On Monday, Cáceres and five other recipients — one for each inhabited continent — were awarded the Goldman Environmental Prize honoring grassroots environmental activists. Along with international recognition of their cause, each prize winner receives $175,000.
“I feel very satisfied, it’s an honor to receive the award,” Cáceres said in a phone interview with The Tico Times. “It’s brought hope because we know that there are people who are watching and this will help us reinforce the rights that these people have in their territory.”
For Cáceres, this hope is crucial because her fight is far from over.
The problems began in 2009 following the Honduran military coup when the newly installed conservative government approved concessions for 47 hydroelectric dams. One of these projects, the Agua Zarca dam, would displace hundreds of indigenous Lenca people and affect other communities downstream.
The campesinos and indigenous groups that inhabit the territory were not consulted prior to the concessions’ approval, in direct violation of Honduran law.
Watch the Goldman Prize’s video of Berta Cáceres working in Honduras
Cáceres rallied the National Council of Popular and Indigenous Associations (Copinh), a group she co-founded in 1996, to fight the dam project, starting with peaceful protests in the Honduran capital. They filed complaints against the dam with the Honduran government and denounced the project in more than 150 indigenous council meetings.
In 2013, Cáceres organized a roadblock to the dam’s construction site, blocking machinery from starting construction.

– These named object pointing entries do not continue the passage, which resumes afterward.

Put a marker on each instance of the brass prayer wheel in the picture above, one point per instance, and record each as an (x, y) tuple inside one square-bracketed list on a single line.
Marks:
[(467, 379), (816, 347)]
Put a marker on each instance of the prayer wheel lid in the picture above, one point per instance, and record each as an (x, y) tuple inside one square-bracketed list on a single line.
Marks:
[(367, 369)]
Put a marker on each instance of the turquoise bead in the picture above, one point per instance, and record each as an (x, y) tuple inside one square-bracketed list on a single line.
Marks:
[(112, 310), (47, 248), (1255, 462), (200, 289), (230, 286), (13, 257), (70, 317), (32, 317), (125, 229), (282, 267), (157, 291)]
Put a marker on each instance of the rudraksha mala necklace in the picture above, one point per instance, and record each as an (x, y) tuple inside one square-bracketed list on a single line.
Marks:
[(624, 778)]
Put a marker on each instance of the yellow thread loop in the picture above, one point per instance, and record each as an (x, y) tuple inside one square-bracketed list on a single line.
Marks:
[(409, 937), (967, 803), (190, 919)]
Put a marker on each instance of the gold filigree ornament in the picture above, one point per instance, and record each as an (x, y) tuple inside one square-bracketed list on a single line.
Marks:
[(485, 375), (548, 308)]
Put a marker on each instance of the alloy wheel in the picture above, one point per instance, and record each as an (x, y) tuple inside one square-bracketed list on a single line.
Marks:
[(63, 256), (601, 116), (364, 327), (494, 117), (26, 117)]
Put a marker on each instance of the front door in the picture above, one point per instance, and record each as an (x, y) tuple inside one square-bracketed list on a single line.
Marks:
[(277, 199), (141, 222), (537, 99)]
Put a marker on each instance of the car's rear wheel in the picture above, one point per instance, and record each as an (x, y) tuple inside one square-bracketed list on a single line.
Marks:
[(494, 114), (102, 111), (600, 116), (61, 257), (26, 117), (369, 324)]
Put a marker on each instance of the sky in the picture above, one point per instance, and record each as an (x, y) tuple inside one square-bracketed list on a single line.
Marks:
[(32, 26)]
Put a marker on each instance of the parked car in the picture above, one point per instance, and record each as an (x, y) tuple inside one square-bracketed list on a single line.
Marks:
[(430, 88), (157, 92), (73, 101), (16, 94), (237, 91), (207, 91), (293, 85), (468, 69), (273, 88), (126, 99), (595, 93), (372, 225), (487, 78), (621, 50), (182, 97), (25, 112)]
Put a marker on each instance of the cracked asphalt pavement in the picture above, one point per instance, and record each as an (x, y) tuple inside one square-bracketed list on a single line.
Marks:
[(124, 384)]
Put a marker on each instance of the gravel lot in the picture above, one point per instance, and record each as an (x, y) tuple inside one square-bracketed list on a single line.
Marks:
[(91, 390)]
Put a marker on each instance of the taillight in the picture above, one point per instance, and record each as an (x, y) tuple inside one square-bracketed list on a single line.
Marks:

The peaceful blockade escalated the conflict, causing clashes between the military, police and the dam’s private security. During one protest at the dam’s main office, a police officer opened fire on the crowd, killing one of the protestors, Tomás García.
Another protestor — 14-year-old Maycol Rodríguez — was found dead after his activist father had received death threats. According to Cáceres, she and other campaigners have been threatened and even tortured.
“The threats are constant, they don’t stop, threats of kidnapping, threats against my family, threats of murder,” Cáceres said. “But my situation is very similar to other activists in other organizations all throughout Honduras.”
According to a report released Monday by international NGO Global Witness, Honduras is the most dangerous country in the world to be an environmental or land rights activist. Between 2002 and 2011, 111 activists were killed in Honduras.
In 2014 alone, 12 activists were killed, which is more than any other country per capita. More than two-thirds of the deaths reported globaly last year occurred in Central and South America, including in Costa Rica and Guatemala.
Hydroelectric dams, mining and logging are the main drivers of these conflicts in Honduras, along with the repeal of several environmental laws, according to the Global Witness report. Cáceres’s group and others in Honduras also face increased militarization and threats from private security.
Despite these obstacles, Copinh’s campaign has been remarkably successful. After spending nearly a year locked out of the construction site by roadblock, one of the project’s main funders, Chinese hydropower giant Sinohydro, backed out in 2013 citing concerns over serious conflicts in the area.
For now, construction on the dam has been effectively halted, but a number of investors are still funding the project.
“There is still much to be done,” Cáceres said. “We are going to go back with more enthusiasm, more hope and more will to stop these companies.”